Il est encore trop tôt pour dresser un bilan ou donner des objectifs mais le démarrage est très satisfaisant et en quelques semaines nous avons récolté des dizaines de milliers d'offres. Nous sommes dans une phase de progression, d'acquisition. On doit s'assurer que la relation de confiance entre vendeurs et acquéreurs soit bien au rendez-vous. Mais l'idée c'est bien sûr que ce développement s'inscrive à long terme et soit un relai de croissance pour Cdiscount dans les années qui viennent.

Quel est le bilan de l'expérimentation sur le don d'objets menée avec la startup bordelaise Geev depuis 2019 ? Faut-il aller plus loin ?

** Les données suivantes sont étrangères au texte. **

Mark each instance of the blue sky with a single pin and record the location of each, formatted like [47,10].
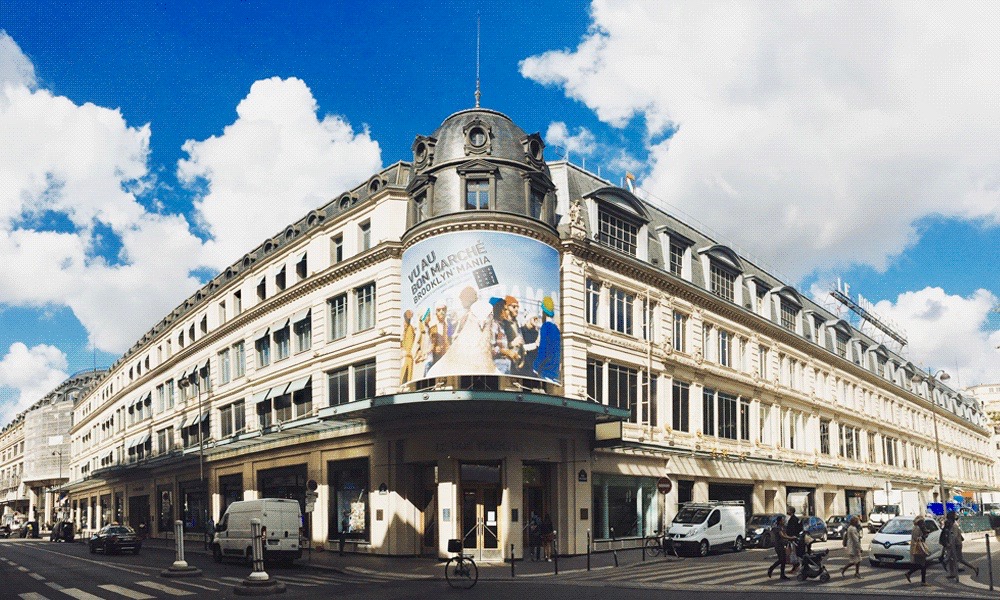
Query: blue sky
[825,142]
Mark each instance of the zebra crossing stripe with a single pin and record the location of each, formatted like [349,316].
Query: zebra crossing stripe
[80,594]
[126,592]
[164,588]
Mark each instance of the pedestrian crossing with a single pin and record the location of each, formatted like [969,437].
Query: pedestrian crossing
[753,575]
[175,589]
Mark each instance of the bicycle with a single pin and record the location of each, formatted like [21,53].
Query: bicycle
[460,571]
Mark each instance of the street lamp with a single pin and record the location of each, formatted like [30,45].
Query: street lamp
[941,375]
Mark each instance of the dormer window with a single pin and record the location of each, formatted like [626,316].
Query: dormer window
[477,194]
[722,282]
[616,231]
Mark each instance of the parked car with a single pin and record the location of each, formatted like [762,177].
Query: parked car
[758,534]
[112,539]
[891,545]
[815,527]
[836,526]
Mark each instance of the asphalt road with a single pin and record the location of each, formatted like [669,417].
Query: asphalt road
[40,570]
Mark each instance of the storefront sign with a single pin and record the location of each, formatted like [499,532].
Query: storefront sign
[481,303]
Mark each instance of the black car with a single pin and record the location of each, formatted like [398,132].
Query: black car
[758,534]
[115,538]
[815,527]
[836,526]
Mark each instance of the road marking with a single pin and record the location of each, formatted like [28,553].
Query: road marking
[164,588]
[126,592]
[80,594]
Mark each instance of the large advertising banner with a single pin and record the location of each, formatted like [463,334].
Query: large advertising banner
[480,303]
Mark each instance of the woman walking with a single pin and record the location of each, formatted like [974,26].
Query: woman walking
[852,541]
[954,546]
[918,550]
[780,547]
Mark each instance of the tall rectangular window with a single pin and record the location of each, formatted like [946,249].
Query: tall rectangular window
[477,194]
[708,411]
[725,348]
[337,249]
[623,388]
[303,334]
[681,405]
[676,259]
[621,311]
[239,359]
[365,233]
[282,343]
[723,282]
[593,301]
[263,348]
[364,381]
[225,367]
[727,416]
[680,332]
[338,316]
[616,232]
[366,306]
[595,381]
[340,386]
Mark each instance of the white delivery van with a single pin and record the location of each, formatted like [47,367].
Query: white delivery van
[282,522]
[702,526]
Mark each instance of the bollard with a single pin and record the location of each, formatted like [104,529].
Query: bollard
[512,561]
[258,583]
[555,552]
[614,550]
[180,568]
[989,560]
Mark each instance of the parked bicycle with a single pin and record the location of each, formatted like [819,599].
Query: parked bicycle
[460,571]
[659,543]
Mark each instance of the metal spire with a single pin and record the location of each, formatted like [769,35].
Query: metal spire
[477,61]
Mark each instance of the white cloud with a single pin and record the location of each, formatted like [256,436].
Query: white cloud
[71,176]
[581,144]
[30,373]
[273,165]
[949,332]
[814,133]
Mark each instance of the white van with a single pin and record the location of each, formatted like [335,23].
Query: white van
[703,526]
[281,518]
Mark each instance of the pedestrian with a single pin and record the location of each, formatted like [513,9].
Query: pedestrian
[780,547]
[535,536]
[852,541]
[953,545]
[793,528]
[548,536]
[918,550]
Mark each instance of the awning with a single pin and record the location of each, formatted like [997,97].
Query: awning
[298,384]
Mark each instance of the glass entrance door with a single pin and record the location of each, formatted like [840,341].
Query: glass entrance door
[480,510]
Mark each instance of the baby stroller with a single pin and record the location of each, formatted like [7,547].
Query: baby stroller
[811,566]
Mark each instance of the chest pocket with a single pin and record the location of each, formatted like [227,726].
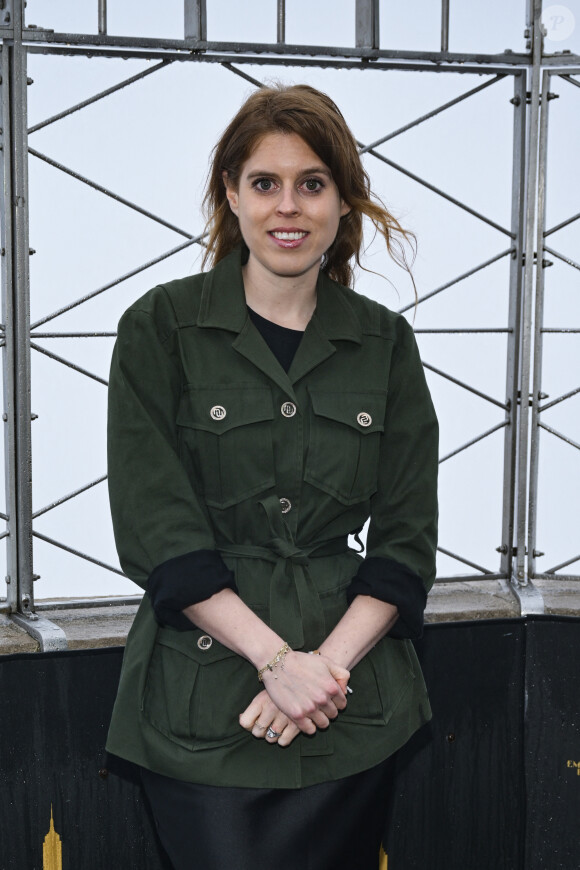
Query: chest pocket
[345,439]
[226,441]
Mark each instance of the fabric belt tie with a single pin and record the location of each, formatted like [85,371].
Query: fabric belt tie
[296,612]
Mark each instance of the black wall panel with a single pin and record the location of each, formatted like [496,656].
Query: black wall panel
[552,744]
[459,802]
[490,783]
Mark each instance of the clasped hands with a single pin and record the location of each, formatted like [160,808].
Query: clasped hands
[302,694]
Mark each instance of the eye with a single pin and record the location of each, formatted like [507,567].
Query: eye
[264,185]
[313,185]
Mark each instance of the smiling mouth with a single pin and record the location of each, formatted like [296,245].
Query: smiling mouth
[288,236]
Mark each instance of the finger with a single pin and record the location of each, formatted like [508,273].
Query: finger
[289,733]
[330,710]
[276,729]
[320,719]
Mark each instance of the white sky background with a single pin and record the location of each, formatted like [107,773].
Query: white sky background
[150,143]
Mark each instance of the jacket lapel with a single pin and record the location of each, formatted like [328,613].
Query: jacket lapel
[223,306]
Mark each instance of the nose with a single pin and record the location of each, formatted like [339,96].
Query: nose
[288,202]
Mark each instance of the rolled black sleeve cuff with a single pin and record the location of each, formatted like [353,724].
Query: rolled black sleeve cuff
[396,584]
[185,580]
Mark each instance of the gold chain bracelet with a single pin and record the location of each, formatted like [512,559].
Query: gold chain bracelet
[277,660]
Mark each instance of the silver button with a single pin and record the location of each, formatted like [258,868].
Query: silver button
[204,642]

Cela permet par exemple de proposer à nos clients de donner leur ancienne cafetière au lieu de la jeter lorsqu'ils en achètent une neuve. La première leçon c'est que ça fonctionne. On leur offre de la visibilité et eux récupèrent des utilisateurs. C'est un système vertueux et ça peut aller plus loin dans le cadre de notre offre de produits d'occasion. Dans les années qui viennent, on peut tout à fait imaginer pour des produits à deux ou trois euros qui ne trouvent pas d'acquéreurs de proposer aux vendeurs de basculer sur Geev pour les donner plutôt que les vendre. Il faut multiplier les initiatives dans ce sens parce qu'on y croit beaucoup.

Parlons de cette nouvelle offre de marketplace BtoB annoncée mi-janvier à destination des distributeurs qui positionne Cdiscount en concurrent de Mirakl, cette startup en plein croissance qui a levé 255 millions d'euros en 2020. De quoi s'agit-il exactement ?

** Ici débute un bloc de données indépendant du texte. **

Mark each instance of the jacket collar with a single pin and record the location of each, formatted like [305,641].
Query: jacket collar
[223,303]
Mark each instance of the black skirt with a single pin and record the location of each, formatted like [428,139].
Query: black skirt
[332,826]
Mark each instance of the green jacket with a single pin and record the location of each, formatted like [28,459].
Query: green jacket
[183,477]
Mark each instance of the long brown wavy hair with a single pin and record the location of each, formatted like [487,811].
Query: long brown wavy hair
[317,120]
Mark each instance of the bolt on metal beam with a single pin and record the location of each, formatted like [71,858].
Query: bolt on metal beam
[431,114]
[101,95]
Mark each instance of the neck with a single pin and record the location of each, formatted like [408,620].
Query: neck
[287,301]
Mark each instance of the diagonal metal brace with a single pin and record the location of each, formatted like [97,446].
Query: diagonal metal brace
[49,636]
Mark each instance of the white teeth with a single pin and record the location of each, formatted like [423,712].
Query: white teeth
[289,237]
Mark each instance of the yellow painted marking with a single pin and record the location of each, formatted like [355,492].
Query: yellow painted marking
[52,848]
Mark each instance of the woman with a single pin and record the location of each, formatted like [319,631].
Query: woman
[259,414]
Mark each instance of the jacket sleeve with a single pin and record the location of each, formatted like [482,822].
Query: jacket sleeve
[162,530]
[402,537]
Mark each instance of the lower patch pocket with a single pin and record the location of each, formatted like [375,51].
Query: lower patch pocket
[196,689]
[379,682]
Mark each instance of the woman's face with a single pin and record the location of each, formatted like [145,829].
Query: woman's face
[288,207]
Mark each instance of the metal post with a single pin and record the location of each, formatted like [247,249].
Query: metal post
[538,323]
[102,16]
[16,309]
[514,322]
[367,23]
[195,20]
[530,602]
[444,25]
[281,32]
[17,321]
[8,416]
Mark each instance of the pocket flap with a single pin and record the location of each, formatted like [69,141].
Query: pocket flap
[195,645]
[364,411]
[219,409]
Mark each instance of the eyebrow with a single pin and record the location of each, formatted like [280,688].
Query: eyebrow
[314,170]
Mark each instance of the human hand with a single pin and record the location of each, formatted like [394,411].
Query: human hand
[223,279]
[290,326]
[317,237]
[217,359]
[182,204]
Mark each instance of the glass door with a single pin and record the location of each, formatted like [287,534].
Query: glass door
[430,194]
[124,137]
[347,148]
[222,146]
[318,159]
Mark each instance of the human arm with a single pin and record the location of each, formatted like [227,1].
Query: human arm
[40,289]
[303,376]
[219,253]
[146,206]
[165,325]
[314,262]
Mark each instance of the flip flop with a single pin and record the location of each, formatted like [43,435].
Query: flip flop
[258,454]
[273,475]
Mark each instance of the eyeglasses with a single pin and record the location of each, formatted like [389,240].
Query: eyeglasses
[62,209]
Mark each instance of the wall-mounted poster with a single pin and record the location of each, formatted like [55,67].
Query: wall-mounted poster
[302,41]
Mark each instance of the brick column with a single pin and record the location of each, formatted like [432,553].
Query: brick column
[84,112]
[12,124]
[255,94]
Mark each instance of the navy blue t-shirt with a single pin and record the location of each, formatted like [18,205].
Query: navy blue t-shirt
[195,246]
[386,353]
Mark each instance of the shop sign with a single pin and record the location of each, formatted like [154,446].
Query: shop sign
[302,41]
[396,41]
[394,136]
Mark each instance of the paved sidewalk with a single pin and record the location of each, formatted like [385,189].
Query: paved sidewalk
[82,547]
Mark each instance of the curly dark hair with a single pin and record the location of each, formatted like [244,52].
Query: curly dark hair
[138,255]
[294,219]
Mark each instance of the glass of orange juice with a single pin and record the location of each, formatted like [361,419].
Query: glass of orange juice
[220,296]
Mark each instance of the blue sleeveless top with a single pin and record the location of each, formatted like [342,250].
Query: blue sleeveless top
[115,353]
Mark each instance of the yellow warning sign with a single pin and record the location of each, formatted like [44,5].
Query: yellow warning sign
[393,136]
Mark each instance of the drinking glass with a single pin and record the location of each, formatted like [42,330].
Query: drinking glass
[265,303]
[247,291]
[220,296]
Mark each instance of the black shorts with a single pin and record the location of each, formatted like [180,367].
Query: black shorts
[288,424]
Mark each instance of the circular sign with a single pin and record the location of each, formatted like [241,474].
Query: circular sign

THOMAS METIVIER, directeur de la marketplace, de l'international, de la stratégie et de l'innovation - C'est une offre qui est destinée aux distributeurs et aux sites e-commerce qui veulent lancer ou développer leur propre marketplace. L'idée est de leur apporter notre technologie, notre savoir-faire et notre offre de produits et de vendeurs pour leur permettre d'améliorer leur site et leur activité e-commerce. Cela répond à notre conviction, nettement confortée en 2020 avec les confinements, que l'un des facteurs clef de la réussite d'un site e-commerce est sa dimension de marketplace. En clair, la croissance du e-commerce est aujourd'hui tirée par ces places de marché parce qu'elles proposent une offre beaucoup plus importante que les sites classiques. On constate aussi que de plus en plus de marketplaces se créent mais que très peu rencontrent un réel succès commercial parce qu'elles font face à beaucoup de difficultés. Et pour les aider à surmonter ces difficultés nous ne nous contenterons pas de leur apporter que la technologie.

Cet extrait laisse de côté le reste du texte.